Y tras el barullo de los buitres, otra confusión, esta más amable. Amanece bajo un cielo luminoso en una dehesa a finales de marzo. Amanece la primavera. Y aunque el refrán diga que una golondrina no hace verano, su parloteo, el trisar, anuncia que la llegada de la buena estación ya es imparable.
El concierto natural no es muy variado. A pesar de las golondrinas, todavía faltan por llegar la mayoría de los cantantes estivales: cucos, ruiseñores y demás virtuosos. Pero con las voces de las especies sedentarias hay suficiente para tejer una maraña sonora. Además, a primera hora de la mañana el aire suena a limpio, y los sonidos tienen un tono cristalino, de contornos bien definidos. La prueba es el ataque, la cascada descendente de notas metálicas de los pinzones vulgares; o los silbidos bien modulados de unos estorninos negros. Desde las copas de las encinas cantan y reclaman los verdecillos, un parloteo que alguna vez se ha comparado con el ruido que produce la sacudida de un manojo de llaves. Se oye también la canción siempre rítmica y musical de los carboneros, los más comunes de nuestros pájaros.

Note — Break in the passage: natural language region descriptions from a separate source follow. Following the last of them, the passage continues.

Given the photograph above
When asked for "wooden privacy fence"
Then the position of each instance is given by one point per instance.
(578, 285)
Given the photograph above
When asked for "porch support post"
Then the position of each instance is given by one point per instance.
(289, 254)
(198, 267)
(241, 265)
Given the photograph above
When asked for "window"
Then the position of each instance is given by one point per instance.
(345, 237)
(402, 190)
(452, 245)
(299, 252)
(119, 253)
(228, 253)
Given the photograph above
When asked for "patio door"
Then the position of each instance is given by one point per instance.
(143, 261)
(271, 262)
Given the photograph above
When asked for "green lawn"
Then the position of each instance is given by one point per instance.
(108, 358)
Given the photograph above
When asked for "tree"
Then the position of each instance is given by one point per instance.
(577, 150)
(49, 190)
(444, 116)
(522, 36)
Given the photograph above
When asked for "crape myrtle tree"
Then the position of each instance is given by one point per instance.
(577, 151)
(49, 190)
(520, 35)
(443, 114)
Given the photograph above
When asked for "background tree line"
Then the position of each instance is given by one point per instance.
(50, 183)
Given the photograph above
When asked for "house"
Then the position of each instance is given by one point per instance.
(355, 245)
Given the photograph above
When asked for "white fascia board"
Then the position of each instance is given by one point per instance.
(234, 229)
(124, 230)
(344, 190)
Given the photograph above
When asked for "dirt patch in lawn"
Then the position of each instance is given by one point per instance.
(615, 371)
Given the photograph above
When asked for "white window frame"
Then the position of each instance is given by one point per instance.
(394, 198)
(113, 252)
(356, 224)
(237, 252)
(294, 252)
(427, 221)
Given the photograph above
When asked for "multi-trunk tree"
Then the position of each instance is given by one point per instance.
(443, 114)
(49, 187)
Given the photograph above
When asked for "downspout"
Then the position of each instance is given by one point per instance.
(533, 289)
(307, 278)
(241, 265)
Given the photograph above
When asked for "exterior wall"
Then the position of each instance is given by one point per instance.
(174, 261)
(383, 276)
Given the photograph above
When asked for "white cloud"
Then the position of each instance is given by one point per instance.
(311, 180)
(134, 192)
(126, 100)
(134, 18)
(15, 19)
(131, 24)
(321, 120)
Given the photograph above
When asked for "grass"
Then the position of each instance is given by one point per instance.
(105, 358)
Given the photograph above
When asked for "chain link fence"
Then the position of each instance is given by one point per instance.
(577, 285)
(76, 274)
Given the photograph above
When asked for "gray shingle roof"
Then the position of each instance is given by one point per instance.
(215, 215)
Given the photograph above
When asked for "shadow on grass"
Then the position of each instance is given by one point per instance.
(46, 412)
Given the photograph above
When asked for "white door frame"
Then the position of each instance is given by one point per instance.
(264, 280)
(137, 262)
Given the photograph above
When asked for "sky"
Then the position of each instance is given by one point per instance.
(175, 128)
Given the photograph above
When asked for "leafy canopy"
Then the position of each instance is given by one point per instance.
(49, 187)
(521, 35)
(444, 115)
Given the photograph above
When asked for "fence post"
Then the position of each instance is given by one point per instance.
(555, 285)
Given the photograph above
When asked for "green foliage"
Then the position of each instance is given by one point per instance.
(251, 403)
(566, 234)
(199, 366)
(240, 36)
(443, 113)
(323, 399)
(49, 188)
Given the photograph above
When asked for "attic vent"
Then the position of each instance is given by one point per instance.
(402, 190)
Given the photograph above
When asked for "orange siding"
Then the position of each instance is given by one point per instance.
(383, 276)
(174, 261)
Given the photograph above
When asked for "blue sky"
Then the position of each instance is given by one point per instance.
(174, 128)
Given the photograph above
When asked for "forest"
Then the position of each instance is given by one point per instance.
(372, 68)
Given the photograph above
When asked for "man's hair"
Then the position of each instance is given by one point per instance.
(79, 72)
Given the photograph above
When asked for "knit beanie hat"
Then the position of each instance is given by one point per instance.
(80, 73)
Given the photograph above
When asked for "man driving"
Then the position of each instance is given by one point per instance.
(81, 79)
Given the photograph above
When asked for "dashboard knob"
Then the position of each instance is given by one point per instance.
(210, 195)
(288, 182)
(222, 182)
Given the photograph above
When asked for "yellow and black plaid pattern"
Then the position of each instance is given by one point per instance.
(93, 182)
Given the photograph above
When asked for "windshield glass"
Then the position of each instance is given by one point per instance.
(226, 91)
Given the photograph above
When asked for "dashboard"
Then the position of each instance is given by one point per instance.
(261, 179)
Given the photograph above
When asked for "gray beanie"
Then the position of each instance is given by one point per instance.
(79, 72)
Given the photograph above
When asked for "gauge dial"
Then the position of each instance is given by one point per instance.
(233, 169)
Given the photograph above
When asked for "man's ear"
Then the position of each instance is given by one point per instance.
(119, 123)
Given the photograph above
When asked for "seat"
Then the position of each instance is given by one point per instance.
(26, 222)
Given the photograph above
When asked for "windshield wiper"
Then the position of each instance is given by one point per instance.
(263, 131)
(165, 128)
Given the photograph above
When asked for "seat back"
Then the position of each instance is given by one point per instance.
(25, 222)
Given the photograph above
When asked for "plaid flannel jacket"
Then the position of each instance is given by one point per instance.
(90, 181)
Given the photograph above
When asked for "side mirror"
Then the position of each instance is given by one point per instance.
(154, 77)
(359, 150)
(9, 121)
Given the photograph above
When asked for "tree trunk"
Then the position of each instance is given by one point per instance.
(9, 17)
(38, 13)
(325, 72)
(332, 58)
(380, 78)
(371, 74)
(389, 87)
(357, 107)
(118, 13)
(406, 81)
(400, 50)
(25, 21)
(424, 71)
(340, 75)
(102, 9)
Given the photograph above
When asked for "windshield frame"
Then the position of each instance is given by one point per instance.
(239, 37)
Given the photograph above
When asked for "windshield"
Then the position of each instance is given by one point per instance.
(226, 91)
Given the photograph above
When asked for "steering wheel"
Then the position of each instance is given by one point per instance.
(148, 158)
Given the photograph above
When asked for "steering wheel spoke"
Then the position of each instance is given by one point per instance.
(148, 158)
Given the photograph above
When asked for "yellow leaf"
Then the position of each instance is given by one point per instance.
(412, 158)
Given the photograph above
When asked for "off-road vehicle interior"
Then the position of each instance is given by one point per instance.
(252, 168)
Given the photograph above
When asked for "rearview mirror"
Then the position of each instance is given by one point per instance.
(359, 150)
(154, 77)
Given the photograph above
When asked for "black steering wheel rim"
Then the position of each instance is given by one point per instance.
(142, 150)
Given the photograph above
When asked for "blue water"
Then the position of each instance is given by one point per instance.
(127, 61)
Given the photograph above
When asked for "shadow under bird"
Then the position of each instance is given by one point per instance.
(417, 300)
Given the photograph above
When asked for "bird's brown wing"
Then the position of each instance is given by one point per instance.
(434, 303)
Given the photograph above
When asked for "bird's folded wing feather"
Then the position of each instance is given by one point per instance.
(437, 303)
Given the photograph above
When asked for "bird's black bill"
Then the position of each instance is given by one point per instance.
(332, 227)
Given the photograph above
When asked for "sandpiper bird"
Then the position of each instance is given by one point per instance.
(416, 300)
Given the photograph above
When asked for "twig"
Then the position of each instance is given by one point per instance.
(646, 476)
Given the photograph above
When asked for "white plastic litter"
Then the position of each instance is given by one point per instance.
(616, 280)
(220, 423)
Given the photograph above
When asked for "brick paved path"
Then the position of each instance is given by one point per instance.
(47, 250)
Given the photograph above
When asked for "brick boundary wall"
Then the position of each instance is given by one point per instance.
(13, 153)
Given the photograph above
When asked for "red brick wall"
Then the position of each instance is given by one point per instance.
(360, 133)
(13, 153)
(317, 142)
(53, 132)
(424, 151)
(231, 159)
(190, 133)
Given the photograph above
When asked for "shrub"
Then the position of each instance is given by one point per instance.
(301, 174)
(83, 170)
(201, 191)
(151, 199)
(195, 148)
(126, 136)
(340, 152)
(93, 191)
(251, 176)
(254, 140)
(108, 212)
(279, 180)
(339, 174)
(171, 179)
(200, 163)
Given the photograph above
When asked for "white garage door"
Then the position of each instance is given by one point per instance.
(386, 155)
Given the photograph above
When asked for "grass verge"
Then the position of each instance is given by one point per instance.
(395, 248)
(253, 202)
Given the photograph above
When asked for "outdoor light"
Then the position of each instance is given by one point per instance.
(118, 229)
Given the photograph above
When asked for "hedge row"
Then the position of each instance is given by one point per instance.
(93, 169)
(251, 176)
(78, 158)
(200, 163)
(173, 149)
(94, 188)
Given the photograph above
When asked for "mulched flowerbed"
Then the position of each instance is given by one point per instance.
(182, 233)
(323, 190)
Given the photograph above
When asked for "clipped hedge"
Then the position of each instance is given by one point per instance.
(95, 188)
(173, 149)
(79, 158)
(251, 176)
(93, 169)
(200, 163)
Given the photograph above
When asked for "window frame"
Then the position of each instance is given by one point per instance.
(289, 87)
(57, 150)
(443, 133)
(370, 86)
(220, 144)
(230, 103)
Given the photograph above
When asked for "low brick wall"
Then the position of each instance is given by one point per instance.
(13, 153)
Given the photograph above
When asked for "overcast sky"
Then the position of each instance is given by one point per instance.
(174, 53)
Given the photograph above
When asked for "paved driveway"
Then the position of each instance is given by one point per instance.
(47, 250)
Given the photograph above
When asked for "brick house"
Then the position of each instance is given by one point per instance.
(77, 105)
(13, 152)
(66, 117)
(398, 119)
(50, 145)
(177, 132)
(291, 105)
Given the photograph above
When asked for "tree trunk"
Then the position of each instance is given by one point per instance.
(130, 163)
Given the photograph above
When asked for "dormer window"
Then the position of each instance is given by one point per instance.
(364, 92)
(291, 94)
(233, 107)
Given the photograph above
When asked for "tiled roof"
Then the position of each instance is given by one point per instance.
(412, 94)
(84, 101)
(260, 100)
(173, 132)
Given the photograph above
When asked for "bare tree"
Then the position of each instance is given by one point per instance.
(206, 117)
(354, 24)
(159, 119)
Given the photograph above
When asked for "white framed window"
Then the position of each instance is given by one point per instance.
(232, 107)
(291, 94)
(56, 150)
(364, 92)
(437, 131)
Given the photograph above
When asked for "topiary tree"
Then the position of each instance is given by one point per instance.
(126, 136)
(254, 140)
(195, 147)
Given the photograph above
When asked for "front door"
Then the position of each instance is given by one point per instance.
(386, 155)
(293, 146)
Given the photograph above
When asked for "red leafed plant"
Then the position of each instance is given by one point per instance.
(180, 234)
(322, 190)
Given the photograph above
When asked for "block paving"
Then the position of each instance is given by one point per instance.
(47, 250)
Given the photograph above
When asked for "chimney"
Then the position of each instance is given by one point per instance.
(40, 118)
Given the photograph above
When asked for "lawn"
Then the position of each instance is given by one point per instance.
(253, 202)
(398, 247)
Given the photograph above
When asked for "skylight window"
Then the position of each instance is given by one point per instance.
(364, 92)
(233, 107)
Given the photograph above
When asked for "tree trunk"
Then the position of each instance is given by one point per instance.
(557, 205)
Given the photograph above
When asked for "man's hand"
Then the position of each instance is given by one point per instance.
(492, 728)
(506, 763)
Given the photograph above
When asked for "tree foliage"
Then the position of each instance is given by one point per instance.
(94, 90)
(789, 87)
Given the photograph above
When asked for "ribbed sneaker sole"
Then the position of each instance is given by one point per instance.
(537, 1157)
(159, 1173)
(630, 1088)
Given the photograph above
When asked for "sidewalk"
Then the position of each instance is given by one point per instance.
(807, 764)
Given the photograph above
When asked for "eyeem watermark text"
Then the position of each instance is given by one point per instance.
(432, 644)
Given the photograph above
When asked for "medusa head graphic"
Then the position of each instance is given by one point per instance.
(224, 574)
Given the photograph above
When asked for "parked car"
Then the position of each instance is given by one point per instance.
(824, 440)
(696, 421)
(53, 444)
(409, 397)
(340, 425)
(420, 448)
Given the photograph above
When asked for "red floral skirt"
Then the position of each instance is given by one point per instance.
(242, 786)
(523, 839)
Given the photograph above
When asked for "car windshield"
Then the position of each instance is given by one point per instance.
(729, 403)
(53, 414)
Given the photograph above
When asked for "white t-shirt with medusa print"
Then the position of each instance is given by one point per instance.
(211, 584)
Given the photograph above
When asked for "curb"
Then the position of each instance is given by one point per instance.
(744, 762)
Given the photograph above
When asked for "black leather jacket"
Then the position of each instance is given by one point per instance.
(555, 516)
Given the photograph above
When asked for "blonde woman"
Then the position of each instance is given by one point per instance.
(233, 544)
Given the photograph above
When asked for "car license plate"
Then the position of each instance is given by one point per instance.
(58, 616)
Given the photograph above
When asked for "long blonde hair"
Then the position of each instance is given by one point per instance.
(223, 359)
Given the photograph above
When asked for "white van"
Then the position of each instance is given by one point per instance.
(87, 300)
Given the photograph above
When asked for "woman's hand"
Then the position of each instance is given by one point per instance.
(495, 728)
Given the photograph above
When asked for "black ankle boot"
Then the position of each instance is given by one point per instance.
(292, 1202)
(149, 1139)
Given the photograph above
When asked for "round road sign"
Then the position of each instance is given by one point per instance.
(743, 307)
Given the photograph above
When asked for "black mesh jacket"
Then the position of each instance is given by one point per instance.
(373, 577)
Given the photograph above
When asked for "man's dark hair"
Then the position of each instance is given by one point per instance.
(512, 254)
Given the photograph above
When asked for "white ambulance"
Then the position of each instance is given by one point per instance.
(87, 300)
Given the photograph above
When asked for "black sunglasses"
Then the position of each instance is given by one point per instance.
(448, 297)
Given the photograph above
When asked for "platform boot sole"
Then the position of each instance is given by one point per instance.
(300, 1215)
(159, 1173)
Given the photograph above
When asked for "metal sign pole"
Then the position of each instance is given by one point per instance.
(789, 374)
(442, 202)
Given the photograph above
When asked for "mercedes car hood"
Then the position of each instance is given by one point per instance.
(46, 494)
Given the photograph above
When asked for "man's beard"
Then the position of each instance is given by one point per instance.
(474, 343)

Lejos, al fondo de la dehesa, un pico picapinos hace resonar el tronco pelado de un alcornoque, desprovisto de su corteza de corcho.
Los bandos de rabilargos deambulan bajo las copas, y rompen con sus voces destempladas la armonía del momento. A este barullo se incorporan las palomas torcaces, con su zureo como de madera. Y, desde las marañas del suelo, entran en escena un chochín y una curruca mosquitera, dos aves que, además de ligeras y escondedizas, tienen en común una voz retorcida y enmarañada. En poco tiempo, la atmósfera limpia y cristalina de la mañana se convierte en un barullo, una mescolanza de sonidos ligados entre sí por el zumbido creciente de los insectos. La primavera no ha hecho más que empezar pero la dehesa suena ya casi a verano. Tantos sonidos se anudan entre sí hasta que, al fin, una abubilla introduce un poco de orden con su voz repetitiva, acompasada y ordenada.